STRING_SPLIT() in SQL Server 2016 : Follow-Up #2
SentryOne - SQL Sentry
Apr 222016
 

Earlier this week, I posted a follow-up to my my recent post about STRING_SPLIT() in SQL Server 2016, addressing several comments left on the post and/or sent to me directly:

After that post was mostly written, there was a late-breaking question from Doug Ellner:

How do these functions compare with table-valued parameters?

Now, testing TVPs was already on my list of future projects, after a recent twitter exchange with @Nick_Craver over at Stack Overflow. He said they were excited that STRING_SPLIT() performed well, because they were unhappy with the performance of sending ~7,000 values in through a table-valued parameter.

My Tests

For these tests, I used SQL Server 2016 RC3 (13.0.1400.361) on an 8-core Windows 10 VM, with PCIe storage and 32 GB of RAM.

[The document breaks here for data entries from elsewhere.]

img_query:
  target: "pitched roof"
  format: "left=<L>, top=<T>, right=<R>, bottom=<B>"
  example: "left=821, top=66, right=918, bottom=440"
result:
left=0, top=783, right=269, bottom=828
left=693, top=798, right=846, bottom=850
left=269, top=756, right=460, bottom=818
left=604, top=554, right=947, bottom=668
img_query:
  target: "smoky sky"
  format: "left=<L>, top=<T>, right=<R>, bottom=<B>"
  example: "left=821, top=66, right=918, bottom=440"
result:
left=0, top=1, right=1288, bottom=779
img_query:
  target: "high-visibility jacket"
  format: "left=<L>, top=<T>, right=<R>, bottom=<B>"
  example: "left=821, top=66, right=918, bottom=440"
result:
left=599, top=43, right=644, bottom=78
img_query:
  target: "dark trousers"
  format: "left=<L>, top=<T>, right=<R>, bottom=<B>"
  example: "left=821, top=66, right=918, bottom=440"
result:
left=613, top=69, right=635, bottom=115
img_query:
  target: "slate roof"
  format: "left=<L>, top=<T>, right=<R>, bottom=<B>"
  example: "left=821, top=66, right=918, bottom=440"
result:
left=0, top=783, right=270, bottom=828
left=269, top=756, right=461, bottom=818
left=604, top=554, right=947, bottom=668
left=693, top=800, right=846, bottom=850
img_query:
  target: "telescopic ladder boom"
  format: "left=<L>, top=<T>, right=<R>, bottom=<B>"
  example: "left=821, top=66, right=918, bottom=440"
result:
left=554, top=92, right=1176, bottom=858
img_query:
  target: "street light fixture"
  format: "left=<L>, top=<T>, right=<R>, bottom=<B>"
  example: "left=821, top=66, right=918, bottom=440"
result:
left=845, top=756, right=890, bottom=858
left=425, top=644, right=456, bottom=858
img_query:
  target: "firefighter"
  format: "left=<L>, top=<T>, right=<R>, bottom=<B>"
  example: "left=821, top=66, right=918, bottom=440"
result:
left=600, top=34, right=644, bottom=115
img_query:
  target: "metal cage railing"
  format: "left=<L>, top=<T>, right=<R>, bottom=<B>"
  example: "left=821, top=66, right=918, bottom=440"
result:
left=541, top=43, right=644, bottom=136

I created a simple table that mimicked what they were doing (selecting about 10,000 values from a 3+ million row posts table), but for my tests, it has far fewer columns and fewer indexes:

CREATE TABLE dbo.Posts_Regular
(
  PostID   int PRIMARY KEY,
  HitCount int NOT NULL DEFAULT 0
);
 
INSERT dbo.Posts_Regular(PostID) 
  SELECT TOP (3000000) ROW_NUMBER() OVER (ORDER BY s1.[object_id])
  FROM sys.all_objects AS s1 
  CROSS JOIN sys.all_objects AS s2;

I also created an In-Memory version, because I was curious if any approach would work differently there:

CREATE TABLE dbo.Posts_InMemory
(
  PostID   int PRIMARY KEY NONCLUSTERED HASH WITH (BUCKET_COUNT = 4000000),
  HitCount int NOT NULL DEFAULT 0
) WITH (MEMORY_OPTIMIZED = ON);

Now, I wanted to create a C# app that would pass in 10,000 unique values, either as a comma-separated string (built using a StringBuilder) or as a TVP (passed from a DataTable). The point would be to retrieve or update a selection of rows based on a match, either to an element produced by splitting the list, or an explicit value in a TVP. So the code was written to append every 300th value to the string or DataTable (C# code is in an appendix below). I took the functions I created in the original post, altered them to handle varchar(max), and then added two functions that accepted a TVP – one of them memory-optimized. Here are the table types (the functions are in the appendix below):

CREATE TYPE dbo.PostIDs_Regular AS TABLE(PostID int PRIMARY KEY);
GO
 
CREATE TYPE dbo.PostIDs_InMemory AS TABLE
(
  PostID int NOT NULL PRIMARY KEY NONCLUSTERED HASH 
  WITH (BUCKET_COUNT = 1000000)
) 
WITH (MEMORY_OPTIMIZED = ON);
GO

I also had to make the Numbers table bigger in order to handle strings > 8K and with > 8K elements (I made it 1MM rows). Then I created seven stored procedures: five of them taking a varchar(max) and joining with the function output in order to update the base table, and then two to accept the TVP and join directly against that. The C# code calls each of these seven procedures, with the list of 10,000 posts to select or update, 1,000 times. These procedures are also in the appendix below. So just to summarize, the methods being tested are:

  • Native (STRING_SPLIT())
  • XML
  • CLR
  • Numbers table
  • JSON (with explicit int output)
  • Table-valued parameter
  • Memory-optimized table-valued parameter

We'll test retrieving the 10,000 values, 1,000 times, using a DataReader – but not iterating over the DataReader, since that would just make the test take longer, and would be the same amount of work for the C# application regardless of how the database produced the set. We'll also test updating the 10,000 rows, 1,000 times each, using ExecuteNonQuery(). And we'll test against both the regular and memory-optimized versions of the Posts table, which we can switch very easily without having to change any of the functions or procedures, using a synonym:

CREATE SYNONYM dbo.Posts FOR dbo.Posts_Regular;
 
-- to test memory-optimized version:
DROP SYNONYM dbo.Posts;
CREATE SYNONYM dbo.Posts FOR dbo.Posts_InMemory;
 
-- to test the disk-based version again:
DROP SYNONYM dbo.Posts;
CREATE SYNONYM dbo.Posts FOR dbo.Posts_Regular;

I kicked off the application, ran it several times for each combination to ensure compilation, caching, and other factors weren't being unfair to the batch executed first, and then analyzed the results from the logging table (I also spot-checked sys.dm_exec_procedure_stats to make sure none of the approaches had significant application-based overhead, and they did not).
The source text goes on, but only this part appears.